Edmonton Psychologist | Conflict Negotiation
When you are looking for an Edmonton psychologist you can connect with rediscover psychological services. We have many professionals ready to help you rediscover your self and rediscover your relationships. As Edmonton psychologist we offer a free 15 minute consults that you do not need a referral for. From there we offer in person, virtual or telephone appointments to help you rediscover yourself and your connections. We are an affordable Edmonton psychologist that can treat anxiety, depression and PTSD.
We have three locations to serve you best. One is downtown the next is in the west and the last is in Capilano area.
When people come in to meet with us it is usually because there is a breakdown in the relationships and quite often reflects back to them as an individual. We help a lot of couples work through the relationship issues and we have discovered some common themes around the cause of divorce. The number one reason is continuous conflict. The second reason for divorce is irretrievable breakdown in the relationship. The third reason for divorce is arguing.
When we look at the first reason for divorce which is conflict, we see that there are five common mistakes that are made around conflict that most couples go through. The first thing that couples do is they let it go when they come into conflict without talking about it or working through it or even uncovering what is beneath. Instead the avoid the spouse’s reaction so that the conflict does not get out of hand. What this looks like is the same argument repeatedly.
There is no way to resolve this it just keeps going around in circles and never gets worked through. When people come into CS to help them through this we are sure to show them that is not about finding a resolution to the conflict but rather digging to see what is underneath the conflict. What usually happens is we work towards finding a negotiation or compromise. A lot of communication strategies are offered to the couple to work through the conflict.
The next common mistake that couples make around conflict is trying to fix the other person or trying to change the other person’s perspective. We want them to see things the way we do and what ends up happening is it separates us even more from the other person. 50% or less of the time you will not be able to change the other person’s perspective anyway. The focus instead is fleshing out what the perspective is of the other partner. Then we have one partner adopt the point of view of the other for a moment and suspend their own.

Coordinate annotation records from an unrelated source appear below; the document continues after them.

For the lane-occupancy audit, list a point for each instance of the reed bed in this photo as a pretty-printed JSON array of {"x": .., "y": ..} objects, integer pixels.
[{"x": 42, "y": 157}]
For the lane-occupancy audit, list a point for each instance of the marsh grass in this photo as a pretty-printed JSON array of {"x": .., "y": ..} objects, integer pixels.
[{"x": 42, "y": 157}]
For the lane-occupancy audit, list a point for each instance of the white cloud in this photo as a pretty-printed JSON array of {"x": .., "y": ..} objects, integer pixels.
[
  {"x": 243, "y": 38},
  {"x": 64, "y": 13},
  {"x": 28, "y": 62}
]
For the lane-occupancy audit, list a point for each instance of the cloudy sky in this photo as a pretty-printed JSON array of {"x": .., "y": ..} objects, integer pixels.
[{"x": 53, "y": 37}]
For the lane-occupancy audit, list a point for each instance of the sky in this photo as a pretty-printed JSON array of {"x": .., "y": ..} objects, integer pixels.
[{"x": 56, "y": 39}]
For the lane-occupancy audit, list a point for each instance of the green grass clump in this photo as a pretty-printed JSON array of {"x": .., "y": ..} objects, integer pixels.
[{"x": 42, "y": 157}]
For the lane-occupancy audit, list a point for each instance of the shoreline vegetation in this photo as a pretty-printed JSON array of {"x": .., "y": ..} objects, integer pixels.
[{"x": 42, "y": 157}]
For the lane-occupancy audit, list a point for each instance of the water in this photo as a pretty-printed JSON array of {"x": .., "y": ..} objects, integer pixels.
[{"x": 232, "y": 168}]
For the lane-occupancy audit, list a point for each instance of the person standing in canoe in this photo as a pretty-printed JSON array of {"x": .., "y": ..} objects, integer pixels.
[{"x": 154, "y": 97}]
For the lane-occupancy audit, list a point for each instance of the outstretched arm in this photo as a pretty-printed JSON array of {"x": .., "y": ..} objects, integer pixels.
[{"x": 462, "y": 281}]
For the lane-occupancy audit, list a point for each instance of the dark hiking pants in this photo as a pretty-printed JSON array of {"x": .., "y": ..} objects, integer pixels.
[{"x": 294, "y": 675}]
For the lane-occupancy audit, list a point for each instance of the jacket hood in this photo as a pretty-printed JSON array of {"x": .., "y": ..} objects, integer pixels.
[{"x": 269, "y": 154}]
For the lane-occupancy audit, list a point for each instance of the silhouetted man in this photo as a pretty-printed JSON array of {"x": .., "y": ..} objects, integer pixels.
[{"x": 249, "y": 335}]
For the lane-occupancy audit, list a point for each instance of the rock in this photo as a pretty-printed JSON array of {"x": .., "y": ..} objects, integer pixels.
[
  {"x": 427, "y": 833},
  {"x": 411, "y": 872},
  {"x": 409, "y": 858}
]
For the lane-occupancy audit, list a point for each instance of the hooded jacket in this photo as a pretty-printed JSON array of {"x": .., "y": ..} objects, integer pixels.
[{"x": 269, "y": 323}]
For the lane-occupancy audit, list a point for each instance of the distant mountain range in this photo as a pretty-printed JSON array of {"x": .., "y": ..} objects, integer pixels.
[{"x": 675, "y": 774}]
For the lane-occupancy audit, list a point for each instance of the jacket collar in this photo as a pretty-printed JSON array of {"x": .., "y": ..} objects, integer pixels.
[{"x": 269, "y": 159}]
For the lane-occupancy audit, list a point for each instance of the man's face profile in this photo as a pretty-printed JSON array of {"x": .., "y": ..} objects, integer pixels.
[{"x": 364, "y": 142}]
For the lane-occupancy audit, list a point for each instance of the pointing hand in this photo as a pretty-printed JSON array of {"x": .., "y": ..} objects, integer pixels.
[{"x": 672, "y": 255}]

Another common mistake in conflict is raising our voice. We tend to want to make the other person hear us or listen to us and so we think that if we speak louder our point will be made. This just causes the other person to become defensive and go into a fight or flight mode. This is where that person will either flee from the situation or they will fight back, and it just becomes a messy fight.
Edmonton psychologist | Common Causes Of Divorce
Looking for an Edmonton psychologist can be a daunting task. When you find rediscover psychology you can rest assured because you have found a great Edmonton psychologist. At our clinic we help you to rediscover yourself and rediscover your connections. We are in Edmonton psychologist who offers in person, virtual or telephone appointments with an affordable psychologist. We help treat the individual, couples and families. You can call to book a time with a free 15 minute consult with an Edmonton psychologist. You do not need a referral and we have three locations to serve you best.
At rediscover psychology we have treated many individuals, couples and families and have discovered some common themes when it comes to the breakdown in relationships. There are three main reasons for divorce that come up repeatedly. The first one is conflict, the second one is irretrievable breakdown in the relationship and the third is arguing. When it comes to helping couples through these issues, we offer communication strategies for them to use. There are five mistakes that couples exhibit when they are dealing with conflict in the relationship.
The first is they let the conflict go without talking about it so that they can avoid the spouse’s reaction. One of the partners may bring up something and it might make the other person uncomfortable and so they ignore it till it goes away. What ends up happening is the same argument keeps coming up repeatedly. We do not help people resolve the arguments but rather we help them find out what is underneath the conflict. We lead the couple into a negotiation or compromise situation by discovering the core values that are going on in the couple and in the individual.
The next common mistake the people in make in relationships around conflict is trying to fix the other person or trying to change their perspective. This becomes like two heads butting up against each other with differing perspectives. Each person wants the other person to adopt the same point of view. The problem with this thinking as we lose our individuality and can become a shell of a person. The reason we were attracted to that other person in the first place is because they had their own unique perspective and we liked that about them. What we help our couples do is flush out the point of view.
We ask that the one partner adopt the other partner’s point of view for a moment and suspend their personal perspective while doing so. Another area that is common in conflict that causes more problems is raising our voice. We keep doing that so that the other person will hear us and understand us and take on our point of view but all it does is send the other person into fight or flight mode. That other person becomes defensive, and they want to protect themselves.